What we need to figure out is how much the Earth curves. I propose that we find the length of the bottom arc by using the radii, which we know, and by using some math thing that I forgot.

Also, once we find the lenght of the bottom side/arc, we can find how wide the triangle will have to be and how tall.

I really don't have the math skills to do any of this, but I know that some of you do, and it seems much simpler than finding all of those variables etc.

what if the cable passes directly over a skyscraper???
the cable will then have to be longer than the earth's circumference to reach around the earth.

Kudos to germanboyno2 for a very original solution to this problem, although his answer is off by about 10%. This is actually rather impressive. As mentioned previously, the problem does require a bit of calculus.

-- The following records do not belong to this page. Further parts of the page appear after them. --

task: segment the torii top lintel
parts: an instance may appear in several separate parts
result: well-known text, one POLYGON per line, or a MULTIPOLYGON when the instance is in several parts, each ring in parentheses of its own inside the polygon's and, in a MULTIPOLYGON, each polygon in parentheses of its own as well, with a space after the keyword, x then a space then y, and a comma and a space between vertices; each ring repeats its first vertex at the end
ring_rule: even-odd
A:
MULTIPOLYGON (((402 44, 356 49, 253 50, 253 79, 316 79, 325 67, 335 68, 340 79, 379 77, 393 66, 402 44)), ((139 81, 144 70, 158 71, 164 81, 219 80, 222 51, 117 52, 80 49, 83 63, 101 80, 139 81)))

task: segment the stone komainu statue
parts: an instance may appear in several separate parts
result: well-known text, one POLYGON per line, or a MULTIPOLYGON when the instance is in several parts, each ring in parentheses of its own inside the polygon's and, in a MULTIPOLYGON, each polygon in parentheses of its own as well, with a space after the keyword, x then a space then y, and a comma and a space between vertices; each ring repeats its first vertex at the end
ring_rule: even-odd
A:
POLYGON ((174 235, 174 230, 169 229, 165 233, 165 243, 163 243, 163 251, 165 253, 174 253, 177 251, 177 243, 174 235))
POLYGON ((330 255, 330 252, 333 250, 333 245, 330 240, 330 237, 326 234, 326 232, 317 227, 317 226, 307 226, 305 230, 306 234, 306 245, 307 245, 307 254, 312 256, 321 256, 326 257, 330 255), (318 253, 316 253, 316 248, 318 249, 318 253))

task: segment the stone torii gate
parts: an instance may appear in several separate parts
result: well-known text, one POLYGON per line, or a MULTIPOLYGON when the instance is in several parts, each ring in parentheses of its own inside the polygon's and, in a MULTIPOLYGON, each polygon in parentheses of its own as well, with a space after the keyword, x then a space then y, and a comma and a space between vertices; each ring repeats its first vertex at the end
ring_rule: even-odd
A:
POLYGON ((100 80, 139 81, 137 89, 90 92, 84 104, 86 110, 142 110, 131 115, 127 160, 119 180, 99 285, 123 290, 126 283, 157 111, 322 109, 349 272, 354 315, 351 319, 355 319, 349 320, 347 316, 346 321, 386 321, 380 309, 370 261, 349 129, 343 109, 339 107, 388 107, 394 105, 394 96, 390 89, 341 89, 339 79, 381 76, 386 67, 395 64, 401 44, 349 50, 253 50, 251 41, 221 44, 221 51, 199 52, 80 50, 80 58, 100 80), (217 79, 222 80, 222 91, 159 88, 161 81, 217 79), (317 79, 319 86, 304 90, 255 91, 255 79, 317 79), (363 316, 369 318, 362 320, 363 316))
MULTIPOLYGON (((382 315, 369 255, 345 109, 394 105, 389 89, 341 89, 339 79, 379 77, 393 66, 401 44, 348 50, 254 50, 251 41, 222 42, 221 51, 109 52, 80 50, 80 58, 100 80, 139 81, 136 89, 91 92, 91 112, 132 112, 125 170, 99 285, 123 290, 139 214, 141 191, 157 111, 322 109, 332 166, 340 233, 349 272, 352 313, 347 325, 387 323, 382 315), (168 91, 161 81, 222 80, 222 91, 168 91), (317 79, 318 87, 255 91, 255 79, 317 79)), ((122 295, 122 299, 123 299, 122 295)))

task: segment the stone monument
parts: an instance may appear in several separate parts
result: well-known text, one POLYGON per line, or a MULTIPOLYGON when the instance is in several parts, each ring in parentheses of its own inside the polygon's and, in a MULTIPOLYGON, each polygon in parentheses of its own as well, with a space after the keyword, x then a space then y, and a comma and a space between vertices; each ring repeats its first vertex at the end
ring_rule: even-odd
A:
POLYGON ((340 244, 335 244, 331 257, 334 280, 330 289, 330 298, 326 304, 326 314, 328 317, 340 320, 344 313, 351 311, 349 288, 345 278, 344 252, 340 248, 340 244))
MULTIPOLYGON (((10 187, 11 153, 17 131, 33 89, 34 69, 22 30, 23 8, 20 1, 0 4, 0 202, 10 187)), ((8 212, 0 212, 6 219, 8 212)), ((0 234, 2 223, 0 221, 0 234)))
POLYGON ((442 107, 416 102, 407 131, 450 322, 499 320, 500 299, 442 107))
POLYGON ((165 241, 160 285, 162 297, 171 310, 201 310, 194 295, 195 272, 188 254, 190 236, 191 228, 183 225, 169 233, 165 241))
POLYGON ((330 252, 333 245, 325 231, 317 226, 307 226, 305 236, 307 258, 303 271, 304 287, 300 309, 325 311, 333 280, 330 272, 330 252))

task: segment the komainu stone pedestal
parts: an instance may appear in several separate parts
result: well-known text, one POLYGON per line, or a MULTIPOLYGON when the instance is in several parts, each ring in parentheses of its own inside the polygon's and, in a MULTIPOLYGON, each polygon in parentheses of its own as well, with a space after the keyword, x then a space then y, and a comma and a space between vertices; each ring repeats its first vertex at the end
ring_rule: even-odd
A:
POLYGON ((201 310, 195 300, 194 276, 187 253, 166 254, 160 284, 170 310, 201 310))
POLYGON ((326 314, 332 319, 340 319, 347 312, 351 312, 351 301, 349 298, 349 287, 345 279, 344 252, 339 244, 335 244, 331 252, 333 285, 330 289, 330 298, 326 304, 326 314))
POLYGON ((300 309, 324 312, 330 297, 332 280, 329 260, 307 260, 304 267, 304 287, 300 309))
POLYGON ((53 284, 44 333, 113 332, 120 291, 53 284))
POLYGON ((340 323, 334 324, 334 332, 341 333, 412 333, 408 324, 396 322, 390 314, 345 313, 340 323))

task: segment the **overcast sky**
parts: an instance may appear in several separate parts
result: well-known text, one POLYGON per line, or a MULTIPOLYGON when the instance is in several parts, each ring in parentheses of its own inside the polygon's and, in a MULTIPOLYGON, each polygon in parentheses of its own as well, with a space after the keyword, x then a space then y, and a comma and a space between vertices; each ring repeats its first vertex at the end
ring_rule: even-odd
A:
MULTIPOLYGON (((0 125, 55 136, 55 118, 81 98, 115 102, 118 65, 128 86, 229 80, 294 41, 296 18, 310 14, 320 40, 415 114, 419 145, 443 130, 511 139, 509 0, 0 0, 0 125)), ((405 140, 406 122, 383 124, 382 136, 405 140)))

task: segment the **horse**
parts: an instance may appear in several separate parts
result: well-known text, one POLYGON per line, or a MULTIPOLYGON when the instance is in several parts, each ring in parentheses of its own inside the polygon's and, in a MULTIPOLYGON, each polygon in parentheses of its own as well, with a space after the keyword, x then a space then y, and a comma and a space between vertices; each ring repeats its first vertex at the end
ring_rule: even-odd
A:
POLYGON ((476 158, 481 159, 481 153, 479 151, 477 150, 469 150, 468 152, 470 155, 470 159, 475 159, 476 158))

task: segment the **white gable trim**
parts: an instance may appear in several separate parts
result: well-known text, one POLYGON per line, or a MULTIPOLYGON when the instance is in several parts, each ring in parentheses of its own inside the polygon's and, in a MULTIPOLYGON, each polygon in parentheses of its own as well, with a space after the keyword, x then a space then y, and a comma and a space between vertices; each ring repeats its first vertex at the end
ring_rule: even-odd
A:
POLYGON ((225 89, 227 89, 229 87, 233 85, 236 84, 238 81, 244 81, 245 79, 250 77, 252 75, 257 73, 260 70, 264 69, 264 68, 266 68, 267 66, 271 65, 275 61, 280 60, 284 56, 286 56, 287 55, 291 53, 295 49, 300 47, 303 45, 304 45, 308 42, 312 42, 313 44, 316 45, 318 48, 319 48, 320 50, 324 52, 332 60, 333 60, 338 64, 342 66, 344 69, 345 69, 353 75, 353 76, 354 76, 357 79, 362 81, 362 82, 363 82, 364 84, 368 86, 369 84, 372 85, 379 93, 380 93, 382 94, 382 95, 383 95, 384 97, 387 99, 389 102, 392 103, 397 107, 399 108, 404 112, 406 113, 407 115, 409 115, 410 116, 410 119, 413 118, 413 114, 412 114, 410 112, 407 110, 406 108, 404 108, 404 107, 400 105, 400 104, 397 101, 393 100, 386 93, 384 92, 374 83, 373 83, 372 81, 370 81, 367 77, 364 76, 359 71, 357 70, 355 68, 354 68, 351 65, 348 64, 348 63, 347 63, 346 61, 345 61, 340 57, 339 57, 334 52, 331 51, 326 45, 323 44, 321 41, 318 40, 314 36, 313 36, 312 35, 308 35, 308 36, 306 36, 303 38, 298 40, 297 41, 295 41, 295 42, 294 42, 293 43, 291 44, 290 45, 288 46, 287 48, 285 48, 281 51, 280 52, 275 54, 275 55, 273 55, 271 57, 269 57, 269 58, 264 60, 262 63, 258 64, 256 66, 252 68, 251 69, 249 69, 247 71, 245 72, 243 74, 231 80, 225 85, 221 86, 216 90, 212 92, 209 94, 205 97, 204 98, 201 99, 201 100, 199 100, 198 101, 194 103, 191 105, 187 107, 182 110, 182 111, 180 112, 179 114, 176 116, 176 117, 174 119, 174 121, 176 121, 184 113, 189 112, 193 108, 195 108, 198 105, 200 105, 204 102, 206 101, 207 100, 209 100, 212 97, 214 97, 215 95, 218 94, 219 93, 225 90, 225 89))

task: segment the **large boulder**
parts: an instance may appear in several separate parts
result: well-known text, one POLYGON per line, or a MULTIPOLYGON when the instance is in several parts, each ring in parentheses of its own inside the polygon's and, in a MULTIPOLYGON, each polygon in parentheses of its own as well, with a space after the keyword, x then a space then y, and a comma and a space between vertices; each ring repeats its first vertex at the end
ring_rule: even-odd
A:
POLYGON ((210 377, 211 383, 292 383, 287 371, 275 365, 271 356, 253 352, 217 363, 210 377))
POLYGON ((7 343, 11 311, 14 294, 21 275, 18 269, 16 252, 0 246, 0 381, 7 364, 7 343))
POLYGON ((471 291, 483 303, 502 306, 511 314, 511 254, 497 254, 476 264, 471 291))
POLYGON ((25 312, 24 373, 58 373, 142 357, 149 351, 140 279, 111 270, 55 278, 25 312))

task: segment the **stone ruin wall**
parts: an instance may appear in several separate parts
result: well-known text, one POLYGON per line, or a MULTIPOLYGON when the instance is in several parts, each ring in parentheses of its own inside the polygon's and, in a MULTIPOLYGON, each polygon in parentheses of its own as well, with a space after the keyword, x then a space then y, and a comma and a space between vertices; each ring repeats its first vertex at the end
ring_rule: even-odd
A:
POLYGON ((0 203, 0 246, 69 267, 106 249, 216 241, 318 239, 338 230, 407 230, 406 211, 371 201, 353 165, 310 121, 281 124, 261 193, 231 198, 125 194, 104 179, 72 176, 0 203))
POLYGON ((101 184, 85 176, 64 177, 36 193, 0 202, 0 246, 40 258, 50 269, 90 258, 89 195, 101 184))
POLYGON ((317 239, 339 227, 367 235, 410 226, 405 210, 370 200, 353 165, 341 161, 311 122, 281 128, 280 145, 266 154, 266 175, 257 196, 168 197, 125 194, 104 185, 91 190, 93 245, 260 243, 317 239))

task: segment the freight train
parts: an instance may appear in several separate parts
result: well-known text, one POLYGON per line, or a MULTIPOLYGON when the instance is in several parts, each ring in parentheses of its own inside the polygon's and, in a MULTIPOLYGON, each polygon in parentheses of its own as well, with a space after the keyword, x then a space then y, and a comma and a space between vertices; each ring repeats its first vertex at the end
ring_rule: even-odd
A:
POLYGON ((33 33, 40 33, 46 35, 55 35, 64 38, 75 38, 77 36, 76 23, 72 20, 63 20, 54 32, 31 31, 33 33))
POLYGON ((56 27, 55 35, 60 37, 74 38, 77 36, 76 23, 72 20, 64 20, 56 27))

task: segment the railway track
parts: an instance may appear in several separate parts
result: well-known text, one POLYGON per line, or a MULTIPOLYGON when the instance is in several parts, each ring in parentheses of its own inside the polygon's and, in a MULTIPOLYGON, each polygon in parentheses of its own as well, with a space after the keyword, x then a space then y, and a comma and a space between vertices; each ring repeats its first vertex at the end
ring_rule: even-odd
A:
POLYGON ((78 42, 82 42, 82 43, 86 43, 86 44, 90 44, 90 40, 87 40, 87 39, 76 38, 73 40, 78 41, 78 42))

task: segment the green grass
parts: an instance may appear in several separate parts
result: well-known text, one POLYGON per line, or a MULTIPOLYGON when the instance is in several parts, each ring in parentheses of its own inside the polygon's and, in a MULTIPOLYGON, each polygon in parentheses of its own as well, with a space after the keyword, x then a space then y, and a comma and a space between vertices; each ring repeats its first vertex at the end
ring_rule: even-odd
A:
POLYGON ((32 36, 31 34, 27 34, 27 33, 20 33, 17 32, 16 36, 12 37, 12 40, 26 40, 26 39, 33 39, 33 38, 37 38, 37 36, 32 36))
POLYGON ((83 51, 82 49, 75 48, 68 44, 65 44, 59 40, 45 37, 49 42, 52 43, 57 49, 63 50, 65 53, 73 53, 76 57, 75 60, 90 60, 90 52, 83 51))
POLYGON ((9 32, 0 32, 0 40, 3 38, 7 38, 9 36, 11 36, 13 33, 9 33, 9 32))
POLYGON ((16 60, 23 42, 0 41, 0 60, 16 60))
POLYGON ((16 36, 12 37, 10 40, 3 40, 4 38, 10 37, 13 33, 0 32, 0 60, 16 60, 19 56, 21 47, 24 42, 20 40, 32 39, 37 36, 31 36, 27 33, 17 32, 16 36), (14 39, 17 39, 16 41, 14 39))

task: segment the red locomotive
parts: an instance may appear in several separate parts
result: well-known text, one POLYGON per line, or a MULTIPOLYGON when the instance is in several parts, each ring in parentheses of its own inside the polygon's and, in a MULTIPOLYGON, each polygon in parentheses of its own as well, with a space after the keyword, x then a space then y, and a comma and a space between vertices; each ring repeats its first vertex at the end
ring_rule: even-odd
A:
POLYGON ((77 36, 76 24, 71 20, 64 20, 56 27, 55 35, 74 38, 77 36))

Consider the triangle which is half the kite in his construction. This will be a right triangle. In other words, pull up the cable at a single point, which is possible until the raised segment is a tangent. Thus, we have three sides of a triangle defined by the pulled-up point, the point of tangency, and the center of the Earth: two sides are R and R+h, making some angle φ, and the third side is 1/2 meter more than the circular arc inside the triangle formed by the Earth's surface, i.e., Rφ+1/2. From basic trigonometry, tan φ = φ+1/(2R) and h = R(sec φ - 1). The problem is: what is φ if R = 6.3710e6m (Earth radius)?

Fortunately, we can expect φ to be small. Using the Maclaurin series for tangent, we have tan φ ~ φ + φ³/3 + O(φ^5) ~ φ + 1/(2R), or φ ~ [3/(2R)]^(1/3) = 6.1749e-3 (one can check this to be a very good approximation to a solution of tan φ = φ + 1/(2R)). This immediately gives h = 121.5m. If your calculator loses precision when handling such small numbers (sec φ is almost 1), one can apply the Maclaurin series for secant: h = R[sec φ - 1] ~ (R/2)φ² = 121.5m.

One can indeed stack some elephants with just a meter of slack.